El impacto de Stratton en la política fue irrefutable. Durante su tiempo en la cámara estatal, se enfrentó a las políticas progresistas sobre regulación ambiental que habría frenado lo que él consideraba la prosperidad de California. En una época donde los discursos ecologistas alcanzaban su apogeo, Stratton no temió ser la voz disidente. Sus proposiciones entusiasmaron a quienes anhelaban una economía enérgica, libre del temor al cambio climático.
Stratton, amante de la controversia, siempre supo cómo mantener la atención del público. Usó datos y argumentos, no para sembrar cizaña, sino para invitar a cuestionar los preceptos establecidos. Por ejemplo, no dudó en señalar los límites tecnológicos y económicos de las energías renovables en un momento en que el cuidado del medio ambiente ya comenzaba a delinearse como una bandera política.
También le dio un giro a la perspectiva política sobre la energía nuclear, ofreciendo una visión de futuro que no implicaba necesariamente apocalipsis ambientales. En lugar de un discurso apocalíptico, Stratton ofrecía seguridad y avance económico, lo que atrajo a una parte significativa de la población, cansada de los alarmismos.
En los años 60, Stratton fue un claro promotor de la educación STEM, convencido de que una nación fuerte dependía de una formación científica sólida. Si hay algo por lo que es recordado en círculos conservadores, es por realzar la importancia de la educación que no solo llena cabezas de conocimientos, sino que también fomenta una mentalidad crítica.
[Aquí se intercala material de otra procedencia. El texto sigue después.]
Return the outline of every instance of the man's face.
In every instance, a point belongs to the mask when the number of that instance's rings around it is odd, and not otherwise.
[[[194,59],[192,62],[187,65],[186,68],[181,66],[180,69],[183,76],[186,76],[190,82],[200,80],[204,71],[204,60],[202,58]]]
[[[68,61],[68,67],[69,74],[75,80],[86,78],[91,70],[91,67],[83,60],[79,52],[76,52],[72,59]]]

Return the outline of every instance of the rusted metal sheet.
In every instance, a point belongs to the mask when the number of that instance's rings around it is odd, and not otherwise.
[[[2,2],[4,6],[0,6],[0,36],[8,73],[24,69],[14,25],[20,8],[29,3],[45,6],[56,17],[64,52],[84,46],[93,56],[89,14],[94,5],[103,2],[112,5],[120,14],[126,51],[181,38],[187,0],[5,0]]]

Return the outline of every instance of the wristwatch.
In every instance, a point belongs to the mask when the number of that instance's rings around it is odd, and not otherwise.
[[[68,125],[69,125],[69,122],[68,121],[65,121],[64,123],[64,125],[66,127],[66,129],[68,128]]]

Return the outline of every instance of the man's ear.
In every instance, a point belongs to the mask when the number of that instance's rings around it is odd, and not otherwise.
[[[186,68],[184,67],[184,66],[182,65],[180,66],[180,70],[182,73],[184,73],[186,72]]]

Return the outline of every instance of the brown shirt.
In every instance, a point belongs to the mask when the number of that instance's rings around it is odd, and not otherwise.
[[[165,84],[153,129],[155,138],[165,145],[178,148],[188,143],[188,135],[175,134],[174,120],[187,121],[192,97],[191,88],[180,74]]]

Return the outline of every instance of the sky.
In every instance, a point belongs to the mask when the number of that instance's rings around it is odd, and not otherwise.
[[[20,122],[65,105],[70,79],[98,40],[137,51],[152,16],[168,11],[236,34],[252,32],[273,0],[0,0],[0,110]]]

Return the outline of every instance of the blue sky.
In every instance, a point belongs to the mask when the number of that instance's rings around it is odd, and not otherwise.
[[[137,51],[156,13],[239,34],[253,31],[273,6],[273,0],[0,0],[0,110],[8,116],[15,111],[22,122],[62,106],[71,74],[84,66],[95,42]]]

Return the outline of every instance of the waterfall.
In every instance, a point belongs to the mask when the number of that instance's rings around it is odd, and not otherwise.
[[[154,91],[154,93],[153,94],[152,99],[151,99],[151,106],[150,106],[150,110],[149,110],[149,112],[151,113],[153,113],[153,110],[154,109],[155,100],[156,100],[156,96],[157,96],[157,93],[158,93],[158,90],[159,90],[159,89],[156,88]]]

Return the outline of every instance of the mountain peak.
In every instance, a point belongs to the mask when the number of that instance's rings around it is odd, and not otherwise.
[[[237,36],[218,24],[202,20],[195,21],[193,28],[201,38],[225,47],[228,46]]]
Y por supuesto, su posición inequívoca acerca de las regulaciones sobre emisiones fue toda una declaración de intenciones que no agradó a todos. Para él, la solución a los problemas energéticos y de desarrollo no se encontraba en el aumento de normativas restrictivas, sino en la innovación y la libertad empresarial.
En su carrera, pudo comprobar que las corrientes modernistas a menudo pasan por alto el coste real de su visión. Preguntaba: "¿Está California preparada para los costos laborales y energéticos de sus utopías?". Para este científico convertido en político, la eficiencia económica debía tener preeminencia sobre discursos que confundían buenos deseos con realidad.
El legado de Stratton todavía se deja sentir, especialmente entre aquellos que valoran el crecimiento económico sostenible en un mundo que enfrenta turbulencias energéticas constantes. Su figura se ha convertido en un recordatorio vivo de que siempre debemos contemplar el espectro completo de una política antes de casarnos con ideas posiblemente dañinas.
Así que ahí lo tienen, la vida y obra de James H. Stratton no pasaron desapercibidas, especialmente para aquellos que creen en el pragmatismo inverso al dogmatismo de algunos sectores. Stratton es un recordatorio de que incluso cuando los discursos populares cambian, la lógica no debería hacerlo.